At last! A strategy framework for branded communities.

I am always a bit shocked when I discover there is no strategy behind marketing – how on earth do you know if it works if you don’t know where you’re going? So, when I heard that somewhere between 50-60% of branded communities have no strategy or purpose, I was more than a wee bit dismayed.

But then Nick Watt joined me on a Serious Social Livestream to talk about branded communities he’d worked on including Google, Adobe and Levi amongst many others. Nick has over 20 years’ experience in content and community, so knows his stuff. And what became clear as we discussed the topic is that a creating community is complex. It has many moving parts and it shifts as it grows. No wonder it is hard to define what it is and where you are going.

Nick’s created a simple framework for developing your approach to branded community. He calls it the 7Ps (which I love) and it allows you to untangle that complexity and create a strategy that will determine success, metrics you must have and approach to ongoing development.

  1. People

Your strategy is going to affect the whole business. Yes, you need buy-in from the C-suite, but you’ll also need it from across the business. That way you can maximise the opportunities but also prevent the community being pushed in another direction when it begins to get successful.

  1. Persona

Identify a specific persona or audience group for your community, rather than all your customers. Hard to please everyone all the time, especially at the start. You want to hone in on a group you know you can engage and that are likely to be active rather than lurkers who will watch the community chat, but not participate.

  1. Purpose

People are drawn to communities that reflect their values and principles. And never more so than in the current climate – where ethics, transparency and genuine conversation matters most. You need a purpose or your audience won’t know what you stand for, why they should joining, or why they should invest time in participating. Identify what challenges they’re facing, and how you can help solve them?

  1. Platform

The big decision is of course, which channel is most appropriate? Should you build it on rented land where you have little control, or own it and create your own community in a box. There are pros and cons to both which I discuss in the Serious Social podcast in more detail.

  1. Promotion

Now this is super important. Creating a community is not enough. You need to plan how you are going to market it? What channels and tactics will you use? What story are you going to tell? What benefits or inducements are there to join?

  1. Participation

Content empowers communities to share and engage across a common vision. A well thought out engagement and content strategy will keep consumers at the heart of the community and enables you to nurture and maintain a long-term relationships.

  1. Payback

What is the ROI? For you and for the community? Two big questions you need to answer before you can truly say you have a strategy.

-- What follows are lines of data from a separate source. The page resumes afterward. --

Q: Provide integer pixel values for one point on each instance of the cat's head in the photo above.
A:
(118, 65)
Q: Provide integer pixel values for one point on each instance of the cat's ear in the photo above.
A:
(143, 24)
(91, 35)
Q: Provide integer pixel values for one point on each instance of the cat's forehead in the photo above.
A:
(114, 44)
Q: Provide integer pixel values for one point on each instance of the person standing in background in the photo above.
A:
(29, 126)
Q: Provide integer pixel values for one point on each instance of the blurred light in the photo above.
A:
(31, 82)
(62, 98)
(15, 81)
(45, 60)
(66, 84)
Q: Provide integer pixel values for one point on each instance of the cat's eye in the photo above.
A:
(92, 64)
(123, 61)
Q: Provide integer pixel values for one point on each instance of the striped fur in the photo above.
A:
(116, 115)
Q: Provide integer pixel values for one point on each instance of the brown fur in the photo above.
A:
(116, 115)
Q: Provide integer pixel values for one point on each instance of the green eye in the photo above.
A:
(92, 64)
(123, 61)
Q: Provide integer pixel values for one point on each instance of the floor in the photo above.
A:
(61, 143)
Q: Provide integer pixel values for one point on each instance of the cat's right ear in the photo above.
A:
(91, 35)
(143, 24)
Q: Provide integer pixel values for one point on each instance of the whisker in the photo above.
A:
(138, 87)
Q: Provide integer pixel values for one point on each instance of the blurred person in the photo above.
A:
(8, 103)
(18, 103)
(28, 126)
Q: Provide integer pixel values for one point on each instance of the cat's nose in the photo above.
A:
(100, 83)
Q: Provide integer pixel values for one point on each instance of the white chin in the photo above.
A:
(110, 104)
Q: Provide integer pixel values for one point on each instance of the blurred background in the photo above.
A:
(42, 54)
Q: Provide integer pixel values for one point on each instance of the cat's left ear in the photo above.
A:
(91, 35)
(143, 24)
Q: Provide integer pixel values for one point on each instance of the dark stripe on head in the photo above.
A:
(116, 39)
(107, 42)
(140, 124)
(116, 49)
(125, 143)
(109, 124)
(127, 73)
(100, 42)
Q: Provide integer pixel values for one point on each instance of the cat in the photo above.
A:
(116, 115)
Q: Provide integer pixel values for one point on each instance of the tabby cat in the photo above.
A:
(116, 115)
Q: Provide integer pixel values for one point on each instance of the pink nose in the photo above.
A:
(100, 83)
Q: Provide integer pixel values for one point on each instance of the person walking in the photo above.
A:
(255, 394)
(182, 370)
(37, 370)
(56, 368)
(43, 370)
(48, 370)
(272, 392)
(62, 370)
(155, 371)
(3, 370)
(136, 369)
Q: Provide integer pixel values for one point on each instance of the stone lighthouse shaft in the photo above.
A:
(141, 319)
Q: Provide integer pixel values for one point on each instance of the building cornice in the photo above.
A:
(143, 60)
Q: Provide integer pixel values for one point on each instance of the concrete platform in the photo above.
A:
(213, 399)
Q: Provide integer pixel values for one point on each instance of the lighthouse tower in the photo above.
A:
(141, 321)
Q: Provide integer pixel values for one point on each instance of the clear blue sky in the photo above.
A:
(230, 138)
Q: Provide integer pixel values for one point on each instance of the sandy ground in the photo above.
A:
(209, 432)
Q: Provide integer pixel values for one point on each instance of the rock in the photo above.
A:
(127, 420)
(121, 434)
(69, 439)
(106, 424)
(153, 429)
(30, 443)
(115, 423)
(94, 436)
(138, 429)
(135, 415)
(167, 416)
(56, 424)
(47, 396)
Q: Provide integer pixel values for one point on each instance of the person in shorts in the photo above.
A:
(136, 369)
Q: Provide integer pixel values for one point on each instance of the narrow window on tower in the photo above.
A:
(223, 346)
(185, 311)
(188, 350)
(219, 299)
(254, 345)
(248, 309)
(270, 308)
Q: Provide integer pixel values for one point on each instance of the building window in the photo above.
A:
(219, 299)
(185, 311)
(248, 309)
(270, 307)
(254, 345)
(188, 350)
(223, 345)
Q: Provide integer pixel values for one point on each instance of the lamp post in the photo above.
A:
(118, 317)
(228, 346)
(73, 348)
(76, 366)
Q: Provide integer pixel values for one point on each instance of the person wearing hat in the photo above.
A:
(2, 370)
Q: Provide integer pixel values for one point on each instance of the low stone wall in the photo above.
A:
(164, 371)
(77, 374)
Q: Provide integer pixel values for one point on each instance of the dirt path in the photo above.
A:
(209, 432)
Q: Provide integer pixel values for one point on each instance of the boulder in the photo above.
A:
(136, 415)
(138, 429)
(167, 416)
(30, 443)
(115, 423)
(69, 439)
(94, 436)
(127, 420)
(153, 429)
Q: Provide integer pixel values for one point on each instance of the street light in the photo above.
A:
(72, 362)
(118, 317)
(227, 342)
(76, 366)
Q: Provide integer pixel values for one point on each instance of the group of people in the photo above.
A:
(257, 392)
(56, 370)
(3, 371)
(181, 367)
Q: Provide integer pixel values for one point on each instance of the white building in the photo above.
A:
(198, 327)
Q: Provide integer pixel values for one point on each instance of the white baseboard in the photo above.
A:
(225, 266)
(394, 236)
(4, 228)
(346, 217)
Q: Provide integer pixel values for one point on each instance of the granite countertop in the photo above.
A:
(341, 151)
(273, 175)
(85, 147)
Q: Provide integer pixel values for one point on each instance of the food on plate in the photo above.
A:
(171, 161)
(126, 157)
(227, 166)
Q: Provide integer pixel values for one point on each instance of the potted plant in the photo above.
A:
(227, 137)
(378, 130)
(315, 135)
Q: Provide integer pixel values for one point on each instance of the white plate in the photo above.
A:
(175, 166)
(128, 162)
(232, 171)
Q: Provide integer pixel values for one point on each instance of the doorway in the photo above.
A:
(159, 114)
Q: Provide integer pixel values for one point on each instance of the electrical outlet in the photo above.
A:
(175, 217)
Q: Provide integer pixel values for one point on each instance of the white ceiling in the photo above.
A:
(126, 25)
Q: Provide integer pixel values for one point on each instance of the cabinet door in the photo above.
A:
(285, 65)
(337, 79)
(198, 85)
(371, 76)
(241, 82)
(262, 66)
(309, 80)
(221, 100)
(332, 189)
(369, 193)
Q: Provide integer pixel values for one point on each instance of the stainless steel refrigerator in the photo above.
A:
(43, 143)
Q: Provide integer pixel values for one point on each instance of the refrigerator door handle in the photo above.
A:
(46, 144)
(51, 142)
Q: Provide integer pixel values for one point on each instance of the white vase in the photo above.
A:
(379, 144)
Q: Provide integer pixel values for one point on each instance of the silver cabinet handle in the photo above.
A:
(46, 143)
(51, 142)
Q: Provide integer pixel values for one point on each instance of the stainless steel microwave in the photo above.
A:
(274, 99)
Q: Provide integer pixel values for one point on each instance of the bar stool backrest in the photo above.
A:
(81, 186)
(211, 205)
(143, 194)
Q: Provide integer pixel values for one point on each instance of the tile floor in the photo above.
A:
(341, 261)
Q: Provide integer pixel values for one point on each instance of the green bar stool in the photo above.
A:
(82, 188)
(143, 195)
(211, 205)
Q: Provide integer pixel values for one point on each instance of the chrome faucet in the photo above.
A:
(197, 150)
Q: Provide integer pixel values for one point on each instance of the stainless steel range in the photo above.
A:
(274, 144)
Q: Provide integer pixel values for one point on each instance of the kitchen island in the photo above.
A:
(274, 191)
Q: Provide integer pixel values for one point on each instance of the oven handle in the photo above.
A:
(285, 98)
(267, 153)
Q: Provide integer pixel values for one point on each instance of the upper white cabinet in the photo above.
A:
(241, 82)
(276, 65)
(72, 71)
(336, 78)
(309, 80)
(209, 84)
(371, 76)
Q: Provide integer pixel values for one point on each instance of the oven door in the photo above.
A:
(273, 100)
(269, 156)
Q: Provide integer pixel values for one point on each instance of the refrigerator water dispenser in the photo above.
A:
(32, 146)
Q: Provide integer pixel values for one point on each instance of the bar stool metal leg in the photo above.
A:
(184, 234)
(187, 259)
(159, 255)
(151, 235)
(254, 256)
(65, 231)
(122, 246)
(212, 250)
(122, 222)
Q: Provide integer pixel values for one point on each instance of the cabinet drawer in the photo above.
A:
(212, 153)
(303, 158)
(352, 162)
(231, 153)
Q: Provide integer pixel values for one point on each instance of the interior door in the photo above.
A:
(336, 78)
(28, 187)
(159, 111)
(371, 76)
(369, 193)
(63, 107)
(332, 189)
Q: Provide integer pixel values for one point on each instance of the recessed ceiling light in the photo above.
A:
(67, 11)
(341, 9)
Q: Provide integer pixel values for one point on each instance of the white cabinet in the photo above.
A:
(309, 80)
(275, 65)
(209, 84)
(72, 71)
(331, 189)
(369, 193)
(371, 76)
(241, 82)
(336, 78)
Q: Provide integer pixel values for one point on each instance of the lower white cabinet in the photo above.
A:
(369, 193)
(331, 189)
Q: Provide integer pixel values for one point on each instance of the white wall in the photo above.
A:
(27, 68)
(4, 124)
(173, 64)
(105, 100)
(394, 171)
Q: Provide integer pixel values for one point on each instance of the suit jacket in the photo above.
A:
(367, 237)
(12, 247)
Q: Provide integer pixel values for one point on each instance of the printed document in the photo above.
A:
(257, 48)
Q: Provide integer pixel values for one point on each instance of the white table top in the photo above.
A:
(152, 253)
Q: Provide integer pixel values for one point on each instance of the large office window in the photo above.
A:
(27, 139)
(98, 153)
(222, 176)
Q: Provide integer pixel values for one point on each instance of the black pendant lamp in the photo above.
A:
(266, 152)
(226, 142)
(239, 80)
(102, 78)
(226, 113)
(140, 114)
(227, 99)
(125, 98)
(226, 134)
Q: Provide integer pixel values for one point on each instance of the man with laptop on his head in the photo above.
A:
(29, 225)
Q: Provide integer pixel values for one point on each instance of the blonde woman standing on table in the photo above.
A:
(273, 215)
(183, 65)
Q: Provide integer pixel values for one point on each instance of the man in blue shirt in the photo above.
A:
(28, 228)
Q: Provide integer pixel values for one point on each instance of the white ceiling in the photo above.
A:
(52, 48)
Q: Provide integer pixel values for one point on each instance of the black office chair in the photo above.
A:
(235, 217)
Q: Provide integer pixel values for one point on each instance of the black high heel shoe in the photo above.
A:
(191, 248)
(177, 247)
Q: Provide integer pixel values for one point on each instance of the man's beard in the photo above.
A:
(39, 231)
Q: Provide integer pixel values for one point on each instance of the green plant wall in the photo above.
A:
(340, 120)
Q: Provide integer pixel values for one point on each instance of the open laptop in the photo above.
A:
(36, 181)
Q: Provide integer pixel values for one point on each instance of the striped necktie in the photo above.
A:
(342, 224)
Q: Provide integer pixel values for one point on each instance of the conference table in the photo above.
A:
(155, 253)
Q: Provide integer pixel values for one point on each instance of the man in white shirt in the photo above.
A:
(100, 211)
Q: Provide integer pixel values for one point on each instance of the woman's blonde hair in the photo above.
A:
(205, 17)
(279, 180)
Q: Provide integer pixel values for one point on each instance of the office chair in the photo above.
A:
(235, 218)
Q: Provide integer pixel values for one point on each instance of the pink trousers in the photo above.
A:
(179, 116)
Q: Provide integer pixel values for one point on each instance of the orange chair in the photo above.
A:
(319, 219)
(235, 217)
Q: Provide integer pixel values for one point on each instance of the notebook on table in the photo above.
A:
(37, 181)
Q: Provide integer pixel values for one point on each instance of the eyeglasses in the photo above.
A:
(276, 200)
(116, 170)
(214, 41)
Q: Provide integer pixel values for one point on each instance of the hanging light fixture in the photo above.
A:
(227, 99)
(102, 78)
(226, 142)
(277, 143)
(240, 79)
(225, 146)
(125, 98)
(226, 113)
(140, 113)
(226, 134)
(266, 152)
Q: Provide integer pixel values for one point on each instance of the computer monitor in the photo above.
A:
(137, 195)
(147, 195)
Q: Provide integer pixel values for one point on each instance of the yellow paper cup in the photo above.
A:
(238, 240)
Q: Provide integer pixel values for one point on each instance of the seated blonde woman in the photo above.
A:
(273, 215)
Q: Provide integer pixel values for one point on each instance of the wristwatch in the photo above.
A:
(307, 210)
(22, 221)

Nick’s 7 Ps are a superb framework for plotting out your community. Add to this milestones, LPIS for both health and business value and you have a robust way forward. Of course, community, like social will change and evolve, so this is not a strategy to create and leave on the shelf. You will need to adapt it, be agile with it and replan it. But it will give you the foundations of a strong future proof community that will keep on giving value to your audience and the business.